A contribution to the stability of the financial market

When the US real estate bubble burst in the summer of 2007, the value of complex securitisations and other financial products plunged. Banks around the world suffered dramatic losses and ran into difficulties. A chain reaction threatened to bring down the globally interconnected financial world, making it necessary for governments to intervene. Among other measures, Germany provided for a system of public guarantees in order to stabilise the economic cycle, safeguard the interests of companies and secure the private wealth of citizens. The EAA was founded at the end of 2009 as a recovery tool intended to wind up a portfolio worth many billions of euros that it had assumed from the former WestLB. In that way it was possible to remove from the market a major, internationally connected bank, without creating disruptions.

Smoothly

The EAA assumed several tranches of structured financial products, securities, loans, derivatives as well as project and company investments, all together worth more than EUR 200 billion. A wide variety of transactions had to be transferred in a brief period of time – without negatively impacting volatile markets.

Reliably

A winding-up agency is not a traditional credit institution. It does not undertake new business and rigorously minimises risks. Instead of focusing on short-term profits, it targets long-term results. Based on this unique business model, the past several years have seen the EAA develop into a business and negotiation partner, a creditor and a debtor for numerous financial institutions.

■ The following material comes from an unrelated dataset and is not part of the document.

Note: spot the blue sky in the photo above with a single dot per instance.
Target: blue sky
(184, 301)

It had to build up trust among the customers of the former WestLB, investment bankers, private equity and hedge funds, insurance companies and international central banks. For its funding purposes the EAA needed to establish itself in a brief period of time as an issuer of attractive bonds.

Competently

The portfolio is very complex and requires expertise across a wide variety of economic sectors, not just in the traditional tasks of the banking industry. In order to control risks and safeguard assets, the EAA must be familiar with not only complex legal issues but also specific industrial markets around the world. Its relatively small, compact organisation had to develop these skills in just a few years. What was and is still needed is a recognised centre of excellence with a broad bandwidth and without an overbearing bureaucracy.